Für konkrete „schnelle Hilfen“ und die Umsetzung von langfristigen Maßnahmen fordert der Deutsche Städtetag Bund und Länder auf, die geplanten Mittel zielgerichtet einzusetzen:

  • Familienberatung sollte ausgebaut und zusätzliche erlebnispädagogische und psycho­soziale Angebote für Kinder- und Jugendliche geschaffen werden. Hierfür müssen zusätzliche Personalressourcen bei den Trägern der Jugendhilfe mobilisiert werden.
  • Ergänzend zum Unterricht sollten „Study Halls“ organisiert werden, inklusive einer Betreuung, auch außerhalb von Schulen, etwa in Bibliotheken, Jugendzentren, Kultur-einrichtungen. Dort könnten Kinder und Jugendliche in Distanz lernen und Hausaufgaben erledigen, die das zu Hause technisch oder aufgrund fehlender Räume nicht können.
  • Das Bildungs- und Teilhabepaket des Bundes für Kinder und Jugendliche aus ein­kommensschwachen Familien sollte aufgestockt werden. So könnte die Teilhabe am sozialen und kulturellen Leben verbessert werden. Leistungsberechtigte Kinder und Jugendliche sollten etwa die Chance haben, Sport- oder Musikangebote nutzen zu können.

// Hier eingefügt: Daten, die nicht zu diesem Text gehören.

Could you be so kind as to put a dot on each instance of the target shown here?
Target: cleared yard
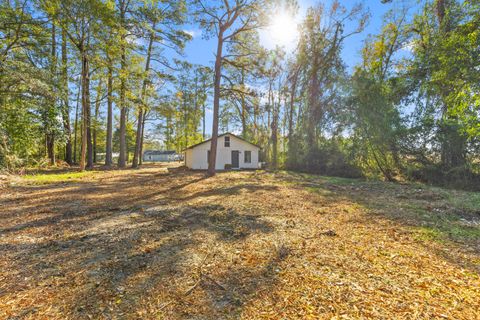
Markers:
(162, 243)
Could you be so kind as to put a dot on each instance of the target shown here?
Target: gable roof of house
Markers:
(158, 152)
(221, 135)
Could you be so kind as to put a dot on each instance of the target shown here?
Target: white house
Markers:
(159, 156)
(232, 151)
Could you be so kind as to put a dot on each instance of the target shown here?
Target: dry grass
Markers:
(170, 244)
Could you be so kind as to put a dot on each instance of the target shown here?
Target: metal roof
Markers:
(221, 135)
(158, 152)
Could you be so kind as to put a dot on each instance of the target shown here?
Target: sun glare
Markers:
(283, 29)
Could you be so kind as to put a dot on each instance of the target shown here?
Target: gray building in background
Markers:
(158, 156)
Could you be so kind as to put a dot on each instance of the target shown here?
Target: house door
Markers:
(235, 159)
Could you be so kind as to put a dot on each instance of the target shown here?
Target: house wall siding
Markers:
(196, 158)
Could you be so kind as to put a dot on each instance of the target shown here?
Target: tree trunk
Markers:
(216, 104)
(65, 96)
(123, 119)
(139, 137)
(85, 107)
(50, 135)
(88, 120)
(140, 154)
(76, 124)
(95, 119)
(122, 162)
(108, 148)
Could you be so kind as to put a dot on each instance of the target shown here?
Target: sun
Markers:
(283, 29)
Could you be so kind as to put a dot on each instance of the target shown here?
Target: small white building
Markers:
(159, 156)
(232, 152)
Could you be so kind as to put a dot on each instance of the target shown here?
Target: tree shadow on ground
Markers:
(106, 259)
(426, 212)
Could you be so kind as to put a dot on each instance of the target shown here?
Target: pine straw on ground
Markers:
(171, 244)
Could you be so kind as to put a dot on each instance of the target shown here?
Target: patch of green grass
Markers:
(58, 177)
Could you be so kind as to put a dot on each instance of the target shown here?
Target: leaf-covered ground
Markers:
(161, 243)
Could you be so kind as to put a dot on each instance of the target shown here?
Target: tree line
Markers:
(80, 78)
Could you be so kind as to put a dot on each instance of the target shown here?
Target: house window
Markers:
(247, 158)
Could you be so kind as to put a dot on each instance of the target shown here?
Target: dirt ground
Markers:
(165, 243)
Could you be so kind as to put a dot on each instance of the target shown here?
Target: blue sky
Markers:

  • Gebraucht werden zusätzliche Kapazitäten in der Schulsozialarbeit. Sie sind nötig, um Förderbedarfe bei Kindern und Jugendlichen besser zu identifizieren und in Konflikt­situationen zu helfen.

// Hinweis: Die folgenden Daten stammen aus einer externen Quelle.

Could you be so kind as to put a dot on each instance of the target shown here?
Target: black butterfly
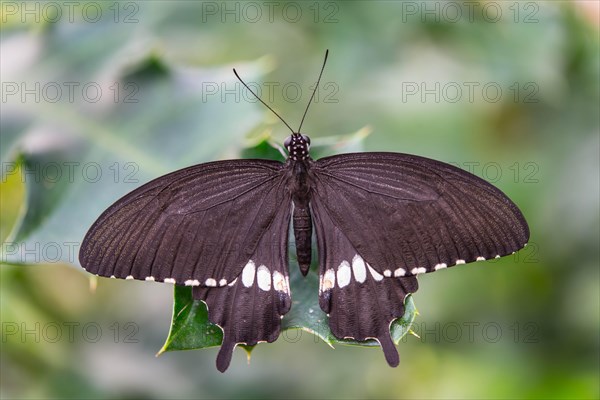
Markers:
(380, 220)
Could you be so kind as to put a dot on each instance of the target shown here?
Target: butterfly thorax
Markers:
(298, 147)
(298, 165)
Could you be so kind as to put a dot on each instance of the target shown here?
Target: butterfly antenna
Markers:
(315, 91)
(259, 99)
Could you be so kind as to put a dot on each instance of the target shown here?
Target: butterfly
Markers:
(380, 220)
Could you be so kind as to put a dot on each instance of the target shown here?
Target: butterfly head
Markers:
(298, 146)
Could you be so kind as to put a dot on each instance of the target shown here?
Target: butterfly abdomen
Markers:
(300, 190)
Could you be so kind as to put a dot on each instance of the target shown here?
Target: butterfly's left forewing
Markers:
(383, 218)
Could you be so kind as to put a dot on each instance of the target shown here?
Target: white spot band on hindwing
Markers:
(359, 269)
(376, 275)
(328, 280)
(263, 278)
(344, 274)
(248, 274)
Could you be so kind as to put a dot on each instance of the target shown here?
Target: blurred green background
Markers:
(100, 97)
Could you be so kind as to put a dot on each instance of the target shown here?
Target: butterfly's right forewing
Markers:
(197, 226)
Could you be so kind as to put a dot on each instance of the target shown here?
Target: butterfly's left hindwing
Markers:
(361, 303)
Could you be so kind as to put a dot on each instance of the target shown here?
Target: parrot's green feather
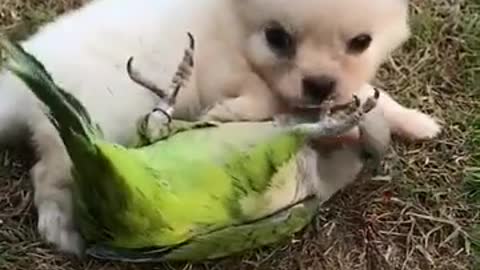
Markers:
(217, 244)
(203, 187)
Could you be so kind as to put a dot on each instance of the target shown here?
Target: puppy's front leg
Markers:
(255, 103)
(405, 122)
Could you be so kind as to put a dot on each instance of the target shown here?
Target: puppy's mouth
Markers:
(307, 104)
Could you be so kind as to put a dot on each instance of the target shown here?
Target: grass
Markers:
(415, 215)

  • Die Länder sollten die Kommunen dabei unterstützen, spezifische Förderprogramme für kindgerechte Erholungsmöglichkeiten aufzulegen, beispielsweise für Sommercamps und begleitete Ausflüge.
  • Nachbarschaftshilfe und ehrenamtliches Engagement in den Stadtvierteln sind zu stärken, Mentoren sollten Kinder und Jugendliche direkt unterstützen können.
  • Angebote am Übergang von der Schule zum Beruf sind auszubauen, zum Beispiel Praktika und Orientierungskurse. Die Kommunen haben hier bereits viel Erfahrung, z.B. in den Jugendberufsagenturen. Die Angebote müssen aber aufgrund der schwierigen Situation im Ausbildungsmarkt ausgebaut werden. Durch die Corona-Krise gibt es derzeit auch zu wenig Praktikumsmöglichkeiten, was Bildungswege erschwert.
  • Mittelfristig müssen vorhandene Strukturen quantitativ und qualitativ gestärkt werden: in der Kinder- und Jugendhilfe sowie in den niedrigschwelligen Angeboten der psycho­sozialen Beratungsangebote, Schuldnerberatung, Erziehungsberatung, Schulsozialarbeit sowie in den Unterstützungsstrukturen der Schulpsychologie. Die Kommunen haben durch ihr Engagement für Bildungs- und soziale Beratungsangebote viel Erfahrung, um alle zentralen Akteure vor Ort an einen Tisch zu bringen. Ziel muss es sein, nicht neue Strukturen zu schaffen, sondern bewährte Strukturen zu nutzen und diese auszubauen.